Dans un arrêt du 29 octobre 2009, la chambre de l'instruction de la cour d'appel de Paris avait déclaré irrecevable la constitution de partie civile de l'association Transparence International France contre trois chefs d'Etat étrangers et certaines personnes de leur entourage, des chefs de détournement de fonds publics, blanchiment, abus de biens sociaux, complicité de ces infractions, abus de confiance et recel, dans la très médiatique affaire des "biens mal acquis" (CA Paris, Pôle 7, 2ème ch., 29 octobre 2009, n° 2009/03948
N° Lexbase : A1264EQU ; lire
N° Lexbase : N1610BNX). Dans un arrêt du 9 novembre 2010, la Chambre criminelle de la Cour de cassation casse l'arrêt des juges parisiens, déclare recevable en l'état la constitution de partie civile et ordonne le retour du dossier au juge d'instruction du tribunal de grande instance de Paris afin de poursuivre l'information (Cass. crim., 9 novembre 2010, n° 09-88.272, F-D
N° Lexbase : A4182GGY). Elle rappelle, au visa des articles 2 (
N° Lexbase : L6998A4X), 3 (
N° Lexbase : L7014A4K) et 85 (
N° Lexbase : L8627HWG) du Code de procédure pénale que, pour qu'une constitution de partie civile soit recevable devant la juridiction d'instruction, il suffit que les circonstances sur lesquelles elle s'appuie permettent au juge d'admettre comme possible l'existence du préjudice allégué et la relation directe de celui-ci avec une infraction à la loi pénale. Or, pour infirmer la décision du juge d'instruction, sur appel du ministère public, la cour d'appel avait retenu notamment que seules la diffusion d'un bulletin d'information et l'organisation d'un colloque, en 2007, peuvent être attribuées à la partie civile et que celle-ci ne justifie pas d'un préjudice personnel, économique, directement causé par les infractions qu'elle dénonce.
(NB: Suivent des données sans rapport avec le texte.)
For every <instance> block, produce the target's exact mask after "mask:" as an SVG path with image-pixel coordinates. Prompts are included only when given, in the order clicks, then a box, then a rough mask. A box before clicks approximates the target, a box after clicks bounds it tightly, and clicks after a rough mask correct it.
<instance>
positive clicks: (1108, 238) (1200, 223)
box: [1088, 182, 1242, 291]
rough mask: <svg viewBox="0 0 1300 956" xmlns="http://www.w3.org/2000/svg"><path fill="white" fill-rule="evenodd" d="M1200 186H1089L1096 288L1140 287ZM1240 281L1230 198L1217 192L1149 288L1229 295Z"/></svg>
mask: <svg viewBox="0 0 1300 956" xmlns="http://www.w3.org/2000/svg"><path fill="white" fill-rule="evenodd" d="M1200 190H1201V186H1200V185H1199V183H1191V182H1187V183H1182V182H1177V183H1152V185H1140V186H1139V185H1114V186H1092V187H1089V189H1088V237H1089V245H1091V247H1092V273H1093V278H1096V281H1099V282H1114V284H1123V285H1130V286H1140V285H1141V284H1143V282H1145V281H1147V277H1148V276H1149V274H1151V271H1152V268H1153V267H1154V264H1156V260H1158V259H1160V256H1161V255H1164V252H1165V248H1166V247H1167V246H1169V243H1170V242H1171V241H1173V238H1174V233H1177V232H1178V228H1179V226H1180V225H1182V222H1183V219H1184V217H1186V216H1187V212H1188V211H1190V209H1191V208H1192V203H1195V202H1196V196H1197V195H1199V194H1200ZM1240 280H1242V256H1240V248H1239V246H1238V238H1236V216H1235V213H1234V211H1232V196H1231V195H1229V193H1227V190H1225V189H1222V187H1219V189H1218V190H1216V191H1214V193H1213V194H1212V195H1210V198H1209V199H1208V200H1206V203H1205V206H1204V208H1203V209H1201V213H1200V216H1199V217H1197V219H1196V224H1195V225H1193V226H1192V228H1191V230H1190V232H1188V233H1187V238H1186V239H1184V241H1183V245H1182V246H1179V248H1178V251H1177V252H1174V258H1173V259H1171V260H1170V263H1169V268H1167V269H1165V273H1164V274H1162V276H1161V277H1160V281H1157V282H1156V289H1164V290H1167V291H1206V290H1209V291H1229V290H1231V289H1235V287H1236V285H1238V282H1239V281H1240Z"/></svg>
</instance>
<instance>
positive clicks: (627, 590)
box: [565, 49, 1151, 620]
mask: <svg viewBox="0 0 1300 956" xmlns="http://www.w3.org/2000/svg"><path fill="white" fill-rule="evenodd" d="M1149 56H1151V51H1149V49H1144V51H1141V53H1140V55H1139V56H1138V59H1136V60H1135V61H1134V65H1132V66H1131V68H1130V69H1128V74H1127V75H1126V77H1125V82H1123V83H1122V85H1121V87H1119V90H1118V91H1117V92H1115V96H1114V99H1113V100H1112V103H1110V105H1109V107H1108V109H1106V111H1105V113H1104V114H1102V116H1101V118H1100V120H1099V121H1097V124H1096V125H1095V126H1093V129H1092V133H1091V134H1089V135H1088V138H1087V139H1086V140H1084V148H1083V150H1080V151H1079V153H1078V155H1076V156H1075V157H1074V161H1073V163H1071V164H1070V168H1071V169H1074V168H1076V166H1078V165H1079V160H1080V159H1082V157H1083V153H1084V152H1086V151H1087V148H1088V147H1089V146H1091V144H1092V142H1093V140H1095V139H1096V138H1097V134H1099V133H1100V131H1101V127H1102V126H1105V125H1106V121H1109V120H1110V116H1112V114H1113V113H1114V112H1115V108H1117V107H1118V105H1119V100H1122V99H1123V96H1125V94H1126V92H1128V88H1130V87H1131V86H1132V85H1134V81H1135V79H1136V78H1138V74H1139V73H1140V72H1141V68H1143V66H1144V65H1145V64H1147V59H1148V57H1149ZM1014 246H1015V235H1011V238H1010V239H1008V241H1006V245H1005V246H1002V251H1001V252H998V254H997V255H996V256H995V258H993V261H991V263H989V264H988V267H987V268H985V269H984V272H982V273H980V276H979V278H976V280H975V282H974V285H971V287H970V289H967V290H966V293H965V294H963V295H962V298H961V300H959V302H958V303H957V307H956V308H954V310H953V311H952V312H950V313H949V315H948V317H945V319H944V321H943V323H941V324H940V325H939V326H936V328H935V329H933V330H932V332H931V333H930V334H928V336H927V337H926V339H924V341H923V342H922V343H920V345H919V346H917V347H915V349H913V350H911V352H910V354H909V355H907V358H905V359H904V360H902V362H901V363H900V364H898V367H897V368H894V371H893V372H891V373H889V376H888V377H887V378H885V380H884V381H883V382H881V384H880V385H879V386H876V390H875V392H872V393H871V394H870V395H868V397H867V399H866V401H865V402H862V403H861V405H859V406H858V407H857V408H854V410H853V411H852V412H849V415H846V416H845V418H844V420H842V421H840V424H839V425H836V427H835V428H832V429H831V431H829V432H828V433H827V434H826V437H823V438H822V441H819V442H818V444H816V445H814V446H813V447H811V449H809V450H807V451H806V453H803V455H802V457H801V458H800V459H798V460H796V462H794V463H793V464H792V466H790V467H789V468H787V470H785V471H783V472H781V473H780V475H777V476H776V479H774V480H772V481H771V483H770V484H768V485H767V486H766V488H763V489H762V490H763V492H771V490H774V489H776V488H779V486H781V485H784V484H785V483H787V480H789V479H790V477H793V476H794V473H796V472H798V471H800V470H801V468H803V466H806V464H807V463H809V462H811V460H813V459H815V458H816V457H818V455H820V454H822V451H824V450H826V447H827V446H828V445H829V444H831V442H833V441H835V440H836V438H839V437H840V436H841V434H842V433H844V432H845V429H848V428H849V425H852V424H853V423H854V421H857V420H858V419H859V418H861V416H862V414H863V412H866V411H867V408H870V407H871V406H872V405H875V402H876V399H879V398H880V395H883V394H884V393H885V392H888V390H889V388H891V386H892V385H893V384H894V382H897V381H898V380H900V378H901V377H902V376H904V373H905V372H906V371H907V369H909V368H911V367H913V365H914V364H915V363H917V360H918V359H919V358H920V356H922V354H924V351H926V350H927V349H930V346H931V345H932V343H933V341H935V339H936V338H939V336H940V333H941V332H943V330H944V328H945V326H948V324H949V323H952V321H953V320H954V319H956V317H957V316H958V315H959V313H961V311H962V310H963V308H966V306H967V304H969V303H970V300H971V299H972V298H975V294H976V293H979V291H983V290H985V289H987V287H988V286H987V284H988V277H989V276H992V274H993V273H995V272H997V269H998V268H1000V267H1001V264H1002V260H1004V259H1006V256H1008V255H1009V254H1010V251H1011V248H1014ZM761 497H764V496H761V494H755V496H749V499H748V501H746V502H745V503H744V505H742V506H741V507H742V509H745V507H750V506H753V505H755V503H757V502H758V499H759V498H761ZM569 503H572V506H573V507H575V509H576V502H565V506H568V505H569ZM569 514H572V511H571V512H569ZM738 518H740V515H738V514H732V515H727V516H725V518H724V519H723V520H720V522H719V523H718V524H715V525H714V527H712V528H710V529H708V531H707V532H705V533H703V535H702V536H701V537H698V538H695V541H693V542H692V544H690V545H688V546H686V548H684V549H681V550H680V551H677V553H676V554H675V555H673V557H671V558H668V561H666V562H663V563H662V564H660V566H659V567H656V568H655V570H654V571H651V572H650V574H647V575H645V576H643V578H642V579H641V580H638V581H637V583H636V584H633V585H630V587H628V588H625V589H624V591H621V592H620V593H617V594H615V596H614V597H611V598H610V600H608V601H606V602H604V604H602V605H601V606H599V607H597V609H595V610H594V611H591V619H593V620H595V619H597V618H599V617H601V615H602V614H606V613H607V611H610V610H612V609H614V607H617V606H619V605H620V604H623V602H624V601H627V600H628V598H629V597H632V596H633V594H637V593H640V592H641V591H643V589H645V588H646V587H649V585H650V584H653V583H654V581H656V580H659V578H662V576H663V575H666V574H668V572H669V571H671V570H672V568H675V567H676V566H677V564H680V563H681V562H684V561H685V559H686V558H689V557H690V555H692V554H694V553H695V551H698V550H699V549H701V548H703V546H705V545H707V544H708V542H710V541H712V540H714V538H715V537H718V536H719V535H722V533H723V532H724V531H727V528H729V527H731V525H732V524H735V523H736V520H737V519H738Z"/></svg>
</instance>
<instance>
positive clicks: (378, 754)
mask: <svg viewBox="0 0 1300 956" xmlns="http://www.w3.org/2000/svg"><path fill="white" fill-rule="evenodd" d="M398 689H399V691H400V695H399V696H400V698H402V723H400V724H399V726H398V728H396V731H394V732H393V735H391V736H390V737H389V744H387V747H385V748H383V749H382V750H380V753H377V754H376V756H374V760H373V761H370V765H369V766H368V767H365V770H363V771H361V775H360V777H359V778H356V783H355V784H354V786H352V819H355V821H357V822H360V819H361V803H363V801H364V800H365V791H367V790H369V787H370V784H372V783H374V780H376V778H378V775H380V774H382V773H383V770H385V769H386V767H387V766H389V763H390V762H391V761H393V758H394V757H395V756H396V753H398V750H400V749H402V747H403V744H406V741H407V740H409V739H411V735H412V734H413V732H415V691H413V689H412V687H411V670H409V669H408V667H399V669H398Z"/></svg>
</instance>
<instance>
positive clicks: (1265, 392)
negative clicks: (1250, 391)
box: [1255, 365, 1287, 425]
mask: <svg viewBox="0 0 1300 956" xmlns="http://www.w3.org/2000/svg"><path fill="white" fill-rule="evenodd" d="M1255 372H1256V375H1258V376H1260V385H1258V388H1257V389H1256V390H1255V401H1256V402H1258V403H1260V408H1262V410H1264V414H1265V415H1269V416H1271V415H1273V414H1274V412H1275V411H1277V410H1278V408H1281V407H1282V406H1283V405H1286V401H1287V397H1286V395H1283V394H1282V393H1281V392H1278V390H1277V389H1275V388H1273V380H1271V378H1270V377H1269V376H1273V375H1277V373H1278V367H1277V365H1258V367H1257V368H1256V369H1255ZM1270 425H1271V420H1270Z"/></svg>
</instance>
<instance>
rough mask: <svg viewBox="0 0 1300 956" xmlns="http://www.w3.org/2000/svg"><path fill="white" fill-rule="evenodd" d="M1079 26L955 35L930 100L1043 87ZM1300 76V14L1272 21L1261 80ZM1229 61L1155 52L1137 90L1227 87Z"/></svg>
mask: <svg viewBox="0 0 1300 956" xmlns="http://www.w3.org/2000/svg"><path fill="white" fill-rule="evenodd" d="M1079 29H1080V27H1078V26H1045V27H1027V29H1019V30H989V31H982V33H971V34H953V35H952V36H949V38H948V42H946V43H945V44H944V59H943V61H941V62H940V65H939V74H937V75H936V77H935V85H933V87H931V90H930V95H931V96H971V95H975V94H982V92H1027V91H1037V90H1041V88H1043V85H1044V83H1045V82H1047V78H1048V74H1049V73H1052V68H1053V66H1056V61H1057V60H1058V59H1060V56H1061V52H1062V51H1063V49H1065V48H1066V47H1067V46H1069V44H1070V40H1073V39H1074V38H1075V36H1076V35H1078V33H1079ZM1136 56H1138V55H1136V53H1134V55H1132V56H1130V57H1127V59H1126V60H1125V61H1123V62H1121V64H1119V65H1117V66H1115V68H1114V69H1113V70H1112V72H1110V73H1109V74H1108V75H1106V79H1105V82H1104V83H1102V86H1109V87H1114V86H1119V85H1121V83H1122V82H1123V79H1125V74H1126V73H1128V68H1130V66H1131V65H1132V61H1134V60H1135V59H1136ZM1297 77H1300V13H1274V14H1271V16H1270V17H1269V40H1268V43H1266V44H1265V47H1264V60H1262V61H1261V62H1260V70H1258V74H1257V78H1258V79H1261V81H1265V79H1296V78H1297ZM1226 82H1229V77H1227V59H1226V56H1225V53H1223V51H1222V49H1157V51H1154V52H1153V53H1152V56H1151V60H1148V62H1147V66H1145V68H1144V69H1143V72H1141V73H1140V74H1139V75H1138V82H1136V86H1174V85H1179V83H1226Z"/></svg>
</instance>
Les juges avaient ajouté, relève la Cour, que l'objet de l'association est la prévention et la lutte contre la corruption, prise dans une définition très large. Ils en avaient alors déduit que l'association entend se substituer aux Etats dans l'exercice de l'action publique alors que la recevabilité de l'action d'une association suppose une proximité et une adéquation créant un lien fort et spécifique entre celle-ci et une catégorie de comportements illégaux qui portent atteinte au but et à l'objet de sa mission. Mais, en prononçant ainsi, par des motifs pour partie inopérants tenant à la définition large de la corruption que la partie civile entend, selon ses statuts, prévenir et combattre, alors qu'à les supposer établis les délits poursuivis, spécialement le recel et le blanchiment en France de biens financés par des détournements de fonds publics, eux-mêmes favorisés par des pratiques de corruption mais distincts de cette infraction, seraient de nature à causer à l'association Transparence International France un préjudice direct et personnel en raison de la spécificité du but et de l'objet de sa mission, la chambre de l'instruction a méconnu le sens et la portée du principe ci-dessus rappelé.